Dubes Djauhari Oratmangun mengingatkan bahwa kemerdekaan bukanlah barang gratisan. Melainkan melalui sebuah perjuangan yang luar biasa. Dari sekedar korban tenaga hingga tetesan darah. Karenanya kemerdekaan harus tetap dijaga dan disyukuri.
Tanpa banyak yang menyadari ternyata perkembangan Indonesia sangat pesat. Tahun 1945, Indonesia masih termasuk negara paling miskin di dunia. Saat ini sudah menjadi anggota G20. "Ini adalah kemajuan yang nyata," ujarnya.
Yang harus disadari juga adalah soal perkembangan demokrasi yang sangat cepat. Indonesia saat ini menjadi salah satu negara paling demokratis di muka bumi. Tidak mudah melaksanakan pemilu untuk lebih 130 juta warga di lebih 10 ribu pulau dan di luar negeri.
"Salah satu buktinya adalah pemilu legislatif dan Presiden yang berlangsung aman dan bebas. Dinamika yang ada sampai saat ini juga merupakan sinyal demokrasi dan sistem penegakan hukum yang mantab," tambahnya.

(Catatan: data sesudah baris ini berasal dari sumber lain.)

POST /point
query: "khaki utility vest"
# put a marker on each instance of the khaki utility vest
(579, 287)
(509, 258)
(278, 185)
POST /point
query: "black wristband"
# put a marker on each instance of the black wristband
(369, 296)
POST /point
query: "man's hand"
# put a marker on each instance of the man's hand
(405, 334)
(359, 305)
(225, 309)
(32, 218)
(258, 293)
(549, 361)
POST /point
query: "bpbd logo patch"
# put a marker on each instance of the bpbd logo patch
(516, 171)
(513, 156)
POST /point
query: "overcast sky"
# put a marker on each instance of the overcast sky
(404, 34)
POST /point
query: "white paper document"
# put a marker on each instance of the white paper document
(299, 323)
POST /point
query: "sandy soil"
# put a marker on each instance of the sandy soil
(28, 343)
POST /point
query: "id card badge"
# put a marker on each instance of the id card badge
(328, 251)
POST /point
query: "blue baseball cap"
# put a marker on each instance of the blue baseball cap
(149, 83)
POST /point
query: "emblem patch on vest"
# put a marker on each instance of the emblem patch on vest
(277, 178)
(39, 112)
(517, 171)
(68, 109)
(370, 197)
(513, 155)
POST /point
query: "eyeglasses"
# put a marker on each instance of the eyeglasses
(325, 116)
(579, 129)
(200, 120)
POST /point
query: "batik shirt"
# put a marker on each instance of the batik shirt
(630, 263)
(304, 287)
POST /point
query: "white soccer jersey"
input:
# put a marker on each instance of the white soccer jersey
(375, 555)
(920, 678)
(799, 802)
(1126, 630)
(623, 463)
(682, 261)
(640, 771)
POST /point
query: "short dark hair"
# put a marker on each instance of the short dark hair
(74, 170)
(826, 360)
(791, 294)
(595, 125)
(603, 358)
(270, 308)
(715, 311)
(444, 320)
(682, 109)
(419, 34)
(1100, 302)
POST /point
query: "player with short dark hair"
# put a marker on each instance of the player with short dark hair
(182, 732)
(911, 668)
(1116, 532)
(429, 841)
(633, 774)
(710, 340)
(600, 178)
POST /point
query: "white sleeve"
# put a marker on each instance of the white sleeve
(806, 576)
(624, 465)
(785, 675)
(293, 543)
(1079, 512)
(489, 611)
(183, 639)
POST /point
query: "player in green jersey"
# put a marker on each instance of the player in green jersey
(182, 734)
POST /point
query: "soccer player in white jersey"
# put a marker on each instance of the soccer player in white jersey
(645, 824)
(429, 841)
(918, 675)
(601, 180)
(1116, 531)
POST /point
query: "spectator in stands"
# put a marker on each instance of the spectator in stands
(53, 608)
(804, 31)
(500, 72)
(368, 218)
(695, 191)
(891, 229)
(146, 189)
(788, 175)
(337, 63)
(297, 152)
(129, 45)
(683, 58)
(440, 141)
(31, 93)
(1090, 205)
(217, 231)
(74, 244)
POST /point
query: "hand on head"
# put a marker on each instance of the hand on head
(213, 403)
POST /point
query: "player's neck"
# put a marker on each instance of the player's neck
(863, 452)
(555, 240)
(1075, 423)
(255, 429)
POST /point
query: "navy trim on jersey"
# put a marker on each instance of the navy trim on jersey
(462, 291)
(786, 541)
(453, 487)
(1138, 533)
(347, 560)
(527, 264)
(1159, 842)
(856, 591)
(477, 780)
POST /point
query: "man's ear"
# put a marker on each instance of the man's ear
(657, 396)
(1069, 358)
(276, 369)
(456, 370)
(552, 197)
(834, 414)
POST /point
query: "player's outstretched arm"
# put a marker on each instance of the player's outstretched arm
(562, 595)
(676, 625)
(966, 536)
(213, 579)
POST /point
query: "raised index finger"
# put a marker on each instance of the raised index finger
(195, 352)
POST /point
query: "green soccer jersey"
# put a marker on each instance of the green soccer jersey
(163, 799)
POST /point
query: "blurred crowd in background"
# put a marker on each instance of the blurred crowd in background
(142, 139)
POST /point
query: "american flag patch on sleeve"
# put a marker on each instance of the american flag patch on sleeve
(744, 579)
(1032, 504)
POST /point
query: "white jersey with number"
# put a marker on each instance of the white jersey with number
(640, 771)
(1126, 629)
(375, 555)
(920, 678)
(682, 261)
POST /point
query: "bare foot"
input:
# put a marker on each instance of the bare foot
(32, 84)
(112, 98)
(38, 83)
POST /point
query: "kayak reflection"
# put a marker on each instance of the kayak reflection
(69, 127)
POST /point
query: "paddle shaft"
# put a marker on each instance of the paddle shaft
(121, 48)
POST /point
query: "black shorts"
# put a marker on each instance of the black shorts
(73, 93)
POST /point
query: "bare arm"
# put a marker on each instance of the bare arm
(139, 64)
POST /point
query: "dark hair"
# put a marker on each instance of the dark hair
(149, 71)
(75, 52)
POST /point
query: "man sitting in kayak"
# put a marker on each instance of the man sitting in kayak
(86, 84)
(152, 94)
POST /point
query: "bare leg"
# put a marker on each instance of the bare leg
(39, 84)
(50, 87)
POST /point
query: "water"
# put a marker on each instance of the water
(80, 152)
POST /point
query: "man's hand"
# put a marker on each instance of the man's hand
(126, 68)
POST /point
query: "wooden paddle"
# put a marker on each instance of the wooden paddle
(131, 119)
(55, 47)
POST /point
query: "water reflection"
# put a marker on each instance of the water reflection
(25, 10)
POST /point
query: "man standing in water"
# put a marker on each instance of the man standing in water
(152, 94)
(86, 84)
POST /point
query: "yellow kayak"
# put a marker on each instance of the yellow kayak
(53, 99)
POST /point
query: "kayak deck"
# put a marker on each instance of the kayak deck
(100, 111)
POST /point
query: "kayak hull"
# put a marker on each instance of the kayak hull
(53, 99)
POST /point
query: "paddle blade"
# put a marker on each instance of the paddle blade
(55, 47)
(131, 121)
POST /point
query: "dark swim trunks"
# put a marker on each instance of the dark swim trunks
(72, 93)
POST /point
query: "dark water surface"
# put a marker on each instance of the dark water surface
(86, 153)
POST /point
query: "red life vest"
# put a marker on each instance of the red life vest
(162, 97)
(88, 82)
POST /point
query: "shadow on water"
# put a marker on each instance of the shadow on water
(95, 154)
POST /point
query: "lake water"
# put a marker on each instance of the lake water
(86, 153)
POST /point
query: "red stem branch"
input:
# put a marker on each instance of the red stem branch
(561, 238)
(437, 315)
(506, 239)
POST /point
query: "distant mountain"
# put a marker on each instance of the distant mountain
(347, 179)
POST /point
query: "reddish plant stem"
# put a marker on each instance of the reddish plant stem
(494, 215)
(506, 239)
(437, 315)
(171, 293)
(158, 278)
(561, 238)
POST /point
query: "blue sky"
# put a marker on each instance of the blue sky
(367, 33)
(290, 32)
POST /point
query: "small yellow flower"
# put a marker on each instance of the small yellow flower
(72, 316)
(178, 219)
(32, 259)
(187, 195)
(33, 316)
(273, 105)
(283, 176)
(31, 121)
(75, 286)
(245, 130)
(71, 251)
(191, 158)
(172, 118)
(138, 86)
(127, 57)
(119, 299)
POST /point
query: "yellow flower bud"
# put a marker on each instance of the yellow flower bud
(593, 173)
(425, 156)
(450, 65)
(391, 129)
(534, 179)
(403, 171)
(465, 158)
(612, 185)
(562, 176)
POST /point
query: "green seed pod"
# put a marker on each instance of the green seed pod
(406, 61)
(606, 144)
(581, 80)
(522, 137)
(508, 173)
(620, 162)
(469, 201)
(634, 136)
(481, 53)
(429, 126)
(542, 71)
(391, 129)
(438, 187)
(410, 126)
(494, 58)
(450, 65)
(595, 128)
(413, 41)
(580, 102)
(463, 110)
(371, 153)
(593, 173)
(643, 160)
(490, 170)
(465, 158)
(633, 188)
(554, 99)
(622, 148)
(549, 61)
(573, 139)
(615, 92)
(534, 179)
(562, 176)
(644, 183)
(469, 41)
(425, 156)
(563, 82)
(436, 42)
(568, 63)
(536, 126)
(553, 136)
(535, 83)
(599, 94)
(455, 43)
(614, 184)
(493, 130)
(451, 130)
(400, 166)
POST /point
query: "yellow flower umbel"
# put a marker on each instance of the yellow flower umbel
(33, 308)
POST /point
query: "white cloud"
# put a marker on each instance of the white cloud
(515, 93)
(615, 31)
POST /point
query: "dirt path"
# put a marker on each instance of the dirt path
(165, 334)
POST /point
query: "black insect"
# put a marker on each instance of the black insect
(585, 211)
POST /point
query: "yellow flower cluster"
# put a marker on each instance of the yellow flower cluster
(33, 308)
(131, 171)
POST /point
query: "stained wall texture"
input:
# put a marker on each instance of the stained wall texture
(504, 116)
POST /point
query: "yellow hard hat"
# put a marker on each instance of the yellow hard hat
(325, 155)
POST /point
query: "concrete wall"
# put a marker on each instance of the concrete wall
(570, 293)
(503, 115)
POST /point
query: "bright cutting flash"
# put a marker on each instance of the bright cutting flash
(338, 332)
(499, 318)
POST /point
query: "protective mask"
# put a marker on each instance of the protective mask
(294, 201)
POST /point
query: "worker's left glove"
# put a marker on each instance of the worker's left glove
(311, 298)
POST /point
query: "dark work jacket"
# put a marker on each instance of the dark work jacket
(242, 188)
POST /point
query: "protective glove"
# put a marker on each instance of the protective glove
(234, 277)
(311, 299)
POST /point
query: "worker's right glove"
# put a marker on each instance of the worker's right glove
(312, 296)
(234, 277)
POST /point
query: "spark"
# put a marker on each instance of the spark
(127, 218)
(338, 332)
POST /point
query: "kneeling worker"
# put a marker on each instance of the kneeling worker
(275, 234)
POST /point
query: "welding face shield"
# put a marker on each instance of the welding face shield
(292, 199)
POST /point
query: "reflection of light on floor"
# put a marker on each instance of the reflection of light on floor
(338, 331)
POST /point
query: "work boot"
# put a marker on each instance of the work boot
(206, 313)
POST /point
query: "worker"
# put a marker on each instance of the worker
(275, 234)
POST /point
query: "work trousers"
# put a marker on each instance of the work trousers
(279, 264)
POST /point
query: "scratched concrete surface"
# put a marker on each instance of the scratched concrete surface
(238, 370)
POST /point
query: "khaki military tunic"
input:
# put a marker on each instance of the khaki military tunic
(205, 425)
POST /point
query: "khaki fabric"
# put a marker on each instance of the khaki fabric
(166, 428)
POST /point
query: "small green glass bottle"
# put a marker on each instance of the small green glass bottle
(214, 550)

Tantangan kedepan ditenggarai masih akan terus ada seiring dengan perubahan dan tuntutan masyarakat. Sangat diyakini hasil keputusan MK akan kredibel dan memberikan legitimasi bagi Presiden baru Indonesia.
"Presiden baru akan mengantarkan bangsa Indonesia sesuai dengan cita-cita yang dicetuskan oleh para pahlawan. Sesuai Spirit 45. Menuju masyarakat Indonesia yang adil dan makmur. Mari kita songsong Indonesia baru," ujarnya.